Die Ergebnisse Für Meinen Kunden (und Was Das Für Sie Bedeuten Könnte)
Nachdem wir diese Änderungen über mehrere Monate implementiert hatten, stellten wir eine bemerkenswerte Wende für den Kunden im Lederbereich fest. Der organische Traffic für ihre Hauptproduktkategorien begann zu steigen, und noch wichtiger, ihre Conversion-Rate stieg um 15 %. Das war kein Zufall; es war das direkte Ergebnis der Ausrichtung ihres Inhalts auf die nuancierte Absicht, die die KI von Google mittlerweile so gut identifizieren kann.
Die Lektion hier ist klar: Die KI von Google ist nicht nur eine neue, ausgeklügelte Schnittstelle; sie ist ein ausgeklügelter Motor für das Verständnis von Absichten. Sie geht über das bloße Matching von Keywords hinaus, um die Bedürfnisse, Wünsche und emotionalen Zustände der Nutzer wirklich zu erfassen.

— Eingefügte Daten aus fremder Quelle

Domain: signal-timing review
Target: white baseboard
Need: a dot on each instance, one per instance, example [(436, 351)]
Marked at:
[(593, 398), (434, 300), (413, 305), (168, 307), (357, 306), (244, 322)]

Wenn wir in den Rankings besser werden wollen, und noch wichtiger, wenn wir diese Rankings in echte Aktivitäten umsetzen wollen, müssen wir wie die KI denken – oder besser gesagt, wie die menschlichen Nutzer denken, die die KI bedienen möchte. Es geht um Empathie in der Inhaltserstellung, geleitet von Daten und tiefem Verständnis der Nutzerpsychologie.

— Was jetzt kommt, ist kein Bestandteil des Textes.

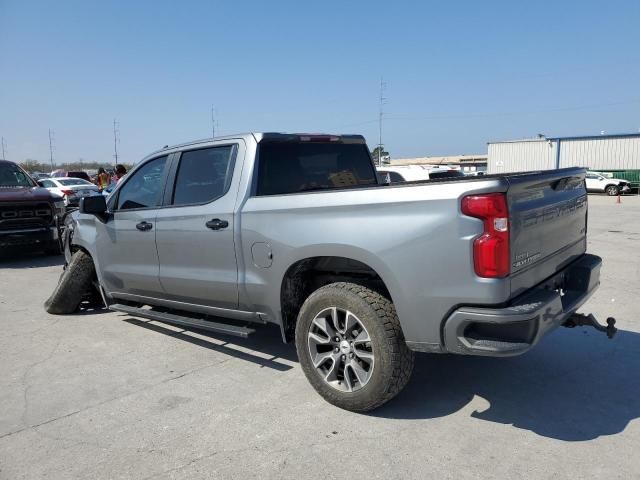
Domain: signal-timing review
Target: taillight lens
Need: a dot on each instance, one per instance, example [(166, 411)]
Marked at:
[(491, 249)]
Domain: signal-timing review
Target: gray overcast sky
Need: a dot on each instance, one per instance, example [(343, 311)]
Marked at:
[(458, 73)]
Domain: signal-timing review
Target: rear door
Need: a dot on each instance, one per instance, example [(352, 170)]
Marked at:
[(548, 223), (195, 230)]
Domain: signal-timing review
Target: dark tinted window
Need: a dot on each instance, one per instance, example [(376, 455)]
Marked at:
[(446, 174), (298, 167), (83, 175), (390, 177), (77, 181), (144, 188), (203, 175), (13, 176)]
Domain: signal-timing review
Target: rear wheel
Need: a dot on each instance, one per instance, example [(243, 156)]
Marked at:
[(74, 285), (612, 190), (351, 347)]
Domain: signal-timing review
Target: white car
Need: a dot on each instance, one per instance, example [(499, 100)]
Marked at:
[(413, 173), (70, 189), (611, 186)]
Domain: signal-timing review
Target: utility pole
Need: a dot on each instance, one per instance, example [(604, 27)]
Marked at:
[(213, 122), (380, 115), (51, 149), (115, 140)]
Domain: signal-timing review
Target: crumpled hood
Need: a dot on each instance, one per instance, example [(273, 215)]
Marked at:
[(25, 194)]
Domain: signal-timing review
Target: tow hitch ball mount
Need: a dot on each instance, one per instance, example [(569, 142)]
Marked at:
[(579, 319)]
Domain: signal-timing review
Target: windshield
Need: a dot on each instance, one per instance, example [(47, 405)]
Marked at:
[(13, 176), (68, 182)]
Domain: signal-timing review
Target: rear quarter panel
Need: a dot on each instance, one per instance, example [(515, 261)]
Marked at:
[(413, 236)]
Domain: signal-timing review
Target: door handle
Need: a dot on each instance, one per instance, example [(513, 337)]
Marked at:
[(217, 224), (144, 226)]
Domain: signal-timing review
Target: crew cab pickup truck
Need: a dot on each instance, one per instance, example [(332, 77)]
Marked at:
[(297, 230), (29, 215)]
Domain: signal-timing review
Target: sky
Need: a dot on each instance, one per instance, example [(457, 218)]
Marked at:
[(457, 74)]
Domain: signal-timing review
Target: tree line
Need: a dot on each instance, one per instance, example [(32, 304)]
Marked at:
[(31, 166)]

Hören Sie auf, für Keywords zu schreiben. Beginnen Sie, für das ganze menschliche Wesen hinter der Suchleiste zu schreiben. Die KI von Google macht das bereits, und wenn Sie es nicht tun, werden Sie zurückgelassen.
Umsetzbare Erkenntnisse:
- Audit Ihres Inhalts für eine tiefere Absicht: Gehen Sie über bloßes Keyword-Matching hinaus. Was sind die unausgesprochenen Fragen oder Wünsche Ihrer Nutzer? Sprechen Sie diese an?
- Erleben Sie “Erfahrung”-Inhalte: Für hochpreisige Artikel oder Produkte mit emotionalem Wert integrieren Sie Geschichten, detaillierte Erklärungen zu Materialien und Nutzerfeedback, das ein Gefühl von Erfahrung vermittelt.

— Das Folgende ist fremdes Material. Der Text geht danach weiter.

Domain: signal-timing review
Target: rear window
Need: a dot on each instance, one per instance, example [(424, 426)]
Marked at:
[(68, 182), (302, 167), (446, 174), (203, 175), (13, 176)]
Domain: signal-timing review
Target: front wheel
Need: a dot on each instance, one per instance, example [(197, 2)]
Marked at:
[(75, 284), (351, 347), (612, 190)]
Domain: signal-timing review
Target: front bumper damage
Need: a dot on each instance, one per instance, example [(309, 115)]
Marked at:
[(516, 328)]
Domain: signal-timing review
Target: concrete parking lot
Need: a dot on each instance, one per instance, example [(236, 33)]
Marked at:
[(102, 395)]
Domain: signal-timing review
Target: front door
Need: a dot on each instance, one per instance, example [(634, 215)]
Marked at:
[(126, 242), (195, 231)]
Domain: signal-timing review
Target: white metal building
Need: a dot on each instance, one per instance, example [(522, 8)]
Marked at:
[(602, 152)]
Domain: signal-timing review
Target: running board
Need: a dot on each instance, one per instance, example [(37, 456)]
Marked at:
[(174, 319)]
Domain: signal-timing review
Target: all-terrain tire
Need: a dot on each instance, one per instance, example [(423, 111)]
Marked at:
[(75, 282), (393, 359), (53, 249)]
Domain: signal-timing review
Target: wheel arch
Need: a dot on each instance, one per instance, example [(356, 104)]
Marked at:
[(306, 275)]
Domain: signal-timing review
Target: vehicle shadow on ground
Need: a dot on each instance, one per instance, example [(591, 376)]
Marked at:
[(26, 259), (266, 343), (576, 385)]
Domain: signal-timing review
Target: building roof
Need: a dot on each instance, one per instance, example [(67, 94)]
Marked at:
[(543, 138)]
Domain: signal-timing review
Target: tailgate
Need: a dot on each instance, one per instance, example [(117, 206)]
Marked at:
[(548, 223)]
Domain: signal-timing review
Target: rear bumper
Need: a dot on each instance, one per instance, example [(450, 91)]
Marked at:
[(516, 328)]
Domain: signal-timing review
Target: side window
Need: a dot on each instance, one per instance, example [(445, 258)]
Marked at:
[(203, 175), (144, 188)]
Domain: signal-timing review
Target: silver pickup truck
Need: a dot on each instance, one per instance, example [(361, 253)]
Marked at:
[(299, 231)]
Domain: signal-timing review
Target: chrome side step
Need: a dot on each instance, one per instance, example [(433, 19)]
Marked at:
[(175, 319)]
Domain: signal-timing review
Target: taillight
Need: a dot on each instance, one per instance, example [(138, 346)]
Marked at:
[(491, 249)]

- Priorisieren Sie Authentizität und Expertise: Die KI von Google bevorzugt Inhalte, die echte Expertise, Autorität und Zuverlässigkeit zeigen. Teilen Sie persönliche Anekdoten, Einblicke hinter die Kulissen und einzigartige Perspektiven.
- Verwenden Sie Medien Strategisch: Fügen Sie nicht einfach Bilder und Videos zu Ihrer Seite hinzu, nur um es zu tun. Nutzen Sie sie, um eine Geschichte zu erzählen, einen Prozess zu demonstrieren oder ein tieferes Verständnis zu bieten, das Text allein nicht vermitteln kann.
- Beobachten Sie kontinuierlich das Nutzerverhalten: Behalten Sie die Daten Ihrer Google Search Console (Suchanfragen, CTR, durchschnittliche Position), Ihre Analytik (Absprungrate, Verweildauer auf der Seite) und Ihre Conversion-Raten im Auge. Diese Metriken geben Ihnen Aufschluss darüber, ob Ihr Inhalt tatsächlich die Nutzerabsicht erfüllt.